The most significant change is that Book One, or the premier sales session, has 700 yearlings catalogued – a rise of some 250 on last year. This is augmented by a dramatically improved Karaka Millions raceday at Ellerslie, switched from Sunday to the Saturday, with the sale of the first 100 lots opening the sale on Sunday night.
“There is a slight risk in expanding the premier session but given that so many good horses over the years have come out of K2 we believe it’s worthwhile, especially if we can attract international buyers to stay an extra day and we think that will be the case,” he said.
“Invariably, in the past, the K1 and K2 sales have mirrored each other. The first up, so too the second. However, last year, K1 was steady against the record figures posted in 2016 and yet K2 was down so we had to respond and we’re hopeful this move gives 250 quality horses more exposure.”
Seabrook believes all the indicators are positive leading into next week.
“A good barometer is always accommodation bookings and they’re really strong. Obviously the Gold Coast was strong and we are usually able to follow suit and our record Ready To Run Sale last year means that’s not just a back stop but a real target for domestic vendors and buyers.

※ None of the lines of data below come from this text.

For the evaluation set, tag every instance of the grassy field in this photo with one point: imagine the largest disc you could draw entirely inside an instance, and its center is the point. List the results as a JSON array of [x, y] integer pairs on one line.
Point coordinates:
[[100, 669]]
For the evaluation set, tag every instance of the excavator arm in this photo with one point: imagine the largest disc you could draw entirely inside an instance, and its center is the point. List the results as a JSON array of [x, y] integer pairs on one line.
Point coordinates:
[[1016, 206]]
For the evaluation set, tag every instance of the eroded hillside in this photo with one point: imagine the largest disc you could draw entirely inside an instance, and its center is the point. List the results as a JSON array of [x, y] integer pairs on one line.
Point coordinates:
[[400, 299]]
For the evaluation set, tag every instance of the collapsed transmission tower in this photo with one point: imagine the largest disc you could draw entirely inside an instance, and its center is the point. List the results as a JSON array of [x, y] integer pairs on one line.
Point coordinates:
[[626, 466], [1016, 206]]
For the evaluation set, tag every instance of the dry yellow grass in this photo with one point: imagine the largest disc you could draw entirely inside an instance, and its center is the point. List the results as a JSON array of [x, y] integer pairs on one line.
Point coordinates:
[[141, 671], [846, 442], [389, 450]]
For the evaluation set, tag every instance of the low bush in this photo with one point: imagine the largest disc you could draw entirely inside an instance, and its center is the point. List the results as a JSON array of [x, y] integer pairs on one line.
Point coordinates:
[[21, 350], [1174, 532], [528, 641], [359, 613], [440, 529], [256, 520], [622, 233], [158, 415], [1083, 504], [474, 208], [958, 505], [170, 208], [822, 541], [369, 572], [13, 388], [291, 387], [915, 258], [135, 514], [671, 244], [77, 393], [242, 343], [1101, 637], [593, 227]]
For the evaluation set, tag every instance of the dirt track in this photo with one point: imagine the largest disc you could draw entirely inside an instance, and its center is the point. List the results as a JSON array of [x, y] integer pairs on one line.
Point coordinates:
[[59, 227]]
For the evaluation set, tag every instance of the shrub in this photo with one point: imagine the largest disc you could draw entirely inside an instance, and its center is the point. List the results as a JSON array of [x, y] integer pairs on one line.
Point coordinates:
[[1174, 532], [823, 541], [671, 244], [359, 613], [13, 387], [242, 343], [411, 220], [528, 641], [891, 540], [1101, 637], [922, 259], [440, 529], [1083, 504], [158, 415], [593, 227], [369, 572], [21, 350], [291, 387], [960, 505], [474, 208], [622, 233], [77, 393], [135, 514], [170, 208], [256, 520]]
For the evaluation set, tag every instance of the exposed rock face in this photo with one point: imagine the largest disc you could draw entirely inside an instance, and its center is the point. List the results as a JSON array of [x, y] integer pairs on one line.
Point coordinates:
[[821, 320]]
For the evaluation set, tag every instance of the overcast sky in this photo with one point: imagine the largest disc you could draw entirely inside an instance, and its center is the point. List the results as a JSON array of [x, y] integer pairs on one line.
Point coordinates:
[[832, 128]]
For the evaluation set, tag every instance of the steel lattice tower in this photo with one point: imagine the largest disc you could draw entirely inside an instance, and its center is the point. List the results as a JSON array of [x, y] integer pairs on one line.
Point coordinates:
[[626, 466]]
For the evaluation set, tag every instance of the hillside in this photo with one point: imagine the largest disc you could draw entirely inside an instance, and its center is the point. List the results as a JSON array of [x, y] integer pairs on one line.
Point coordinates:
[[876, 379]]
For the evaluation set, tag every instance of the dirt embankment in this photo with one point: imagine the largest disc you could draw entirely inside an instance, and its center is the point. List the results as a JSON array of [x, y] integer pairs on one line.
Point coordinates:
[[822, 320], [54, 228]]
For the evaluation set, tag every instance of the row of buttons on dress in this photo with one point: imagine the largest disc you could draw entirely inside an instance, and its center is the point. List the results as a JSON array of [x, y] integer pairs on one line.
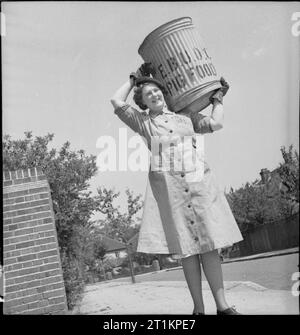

“This is one area where we differ from Australian sales as our Ready To Run sale is always so strong. It helps the middle market and, in part, drives the success of the yearling sales.
“We’ve also had the Auckland Racing Club right behind us and Saturday’s race meeting really adds something to the week with four group races and the first running of the Karaka Million for the three-year-olds. Early ticket sales suggest the crowd will be double last year. I’d say the stars are aligning,” he said.
While acknowledging the importance of domestic buyers headed by the likes of Te Akau Racing and Go Racing and anticipating huge support from Hong Kong, the Jockey Club and others, Seabrook notes that Australia remains the key market.
“Australia has been our most important market since 1927 (*) and will remain so for the next 100 years. The Australian spend on New Zealand yearlings has risen from 22 to 26 to 30 to 36 million dollars over the past four years. I think there’s a swing back to the view that you can buy your staying horse here rather than In Europe and you can certainly buy your Oaks and Derby horses here which you can’t do overseas,” he said.
In that regard, NZB is able to boast that New Zealand horses have won seven of the past ten Australian Derbies; six of the past ten Victoria Derbies and four of the last five Australian Oaks.
Waikato Stud’s Savabeel (Zabeel) has ably demonstrated his capacity to get a classic winner and he dominates Book One with 75 sons and daughters catalogued.
“They’ll be sought after of course,” Seabrook said. “I think we could sell as many as offered given how well his colts and his fillies are doing in Australia and New Zealand.”
The offspring of Tavistock (Montjeu), Reliable Man (Dalakhani), Ocean Park (Thorn Park) and Iffraaj (Zafonic) will be popular along with an impressive crop of first season sires arguably headed by Charm Spirit (Invincible Spirit) and Sacred Falls (O’Reilly).
Hotel to be built at Karaka
Seabrook says that while NZB is still going through planning processes, it is hoped that construction of the hotel will be begin in June or July this year and that it would be ready for operation by the 2019 Ready To Run sale.
“It will be great to be able to host clients on the sales grounds and this area, which is ever expanding, needs a quality hotel so it will be sustainable,” he said. NZB plans to oversee the build and engage a partner in running the hotel.
POSTSCRIPT: * 1927 was the first National Yearling Sale, held at Trentham, where Phar Lap (Night Raid) was sold for 160 Guineas.